In line with current discussions around school safety, Governor Hutchinson of Arkansas formed a state-specific Arkansas School Safety Commission to make recommendations concerning the safety of Arkansas schools. At that time, Governor Hutchinson also earmarked $300,000 to the Criminal Justice Institute to train school resource officers and to support districts in developing school safety plans.
Governor Hutchinson formed the Arkansas School Safety Commission in March after the Parkland mass shooting, and the commission filed its first report on July 3rd, 2018 making 19 preliminary best-practices safety recommendations to the governor. Their final report is due November 30th, 2018.
A review of the commission’s webpage on the Arkansas Department of Education website indicates that the eighteen committee members met face-to-face three times in the intervening months as a full body with their preliminary report indicating the commission and its five subcommittees met a total of nine times.
The nineteen committee recommendations included in the preliminary report (linked here) focus on mental health resources for students, anti-bullying programs, changes to school infrastructure, and mandatory school safety assessments. The commission specifically called for an increased presence of school resource officers and increased armed presence on school campuses, and language in the document points at strategies that can be used to “harden” schools against potential threats. In commenting on the preliminary recommendations, Hutchinson commented that while teachers would not be required to carry guns, he emphasized that each school needs at least one armed person on staff and stated, “no school should be without armed officers when staff or children are there.”
It should be noted that the commission includes one superintendent notable in the state as the first Arkansas school superintendent to arm teachers starting in 2013. Indeed, one recommendation in the report is to follow the example of the district this superintendent still oversees as a model for other districts. Other commission members include the director of the Criminal Justice Institute, a retired FBI agent, a county sheriff, director of the Arkansas law enforcement training academy, one high school counselor, and one teacher.
Other notable recommendations in the preliminary report include a call for improving student access to mental health services and redefining the role of school counselors to spend more time interacting with students instead of overseeing testing and other administrative responsibilities (e.g., scheduling). While state law requires counselors to spend at least 75% of their time providing direct counseling to students, Hutchinson asserted that this law was not being followed.

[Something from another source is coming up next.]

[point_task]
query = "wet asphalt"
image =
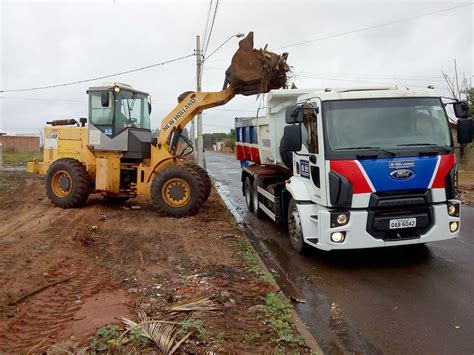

Governor Hutchinson endorsed all recommendations and noted that many will not require additional funding to fulfill; although, he noted that the cost of hiring school resource officers or training school safety coordinators will be borne by the district and/or local law enforcement. Hutchinson also noted that school districts might also face additional costs associated with providing additional mental health services for students. The governor stated that “some of the poorer” districts without funds to support these recommendations could consider commissioning voluntary school security officers from existing school personnel to go through training to carry firearms.
Response from the state has ranged from support of the recommendations to criticisms calling for a range of additional supports to increase school safety. Advocates in the state are requesting “red flag laws” that allow law enforcement to confiscate guns from persons deemed “dangerous.” Other voices in the state have expressed concern that teachers may be asked by their district to carry firearms although they are already seen as underpaid and overworked.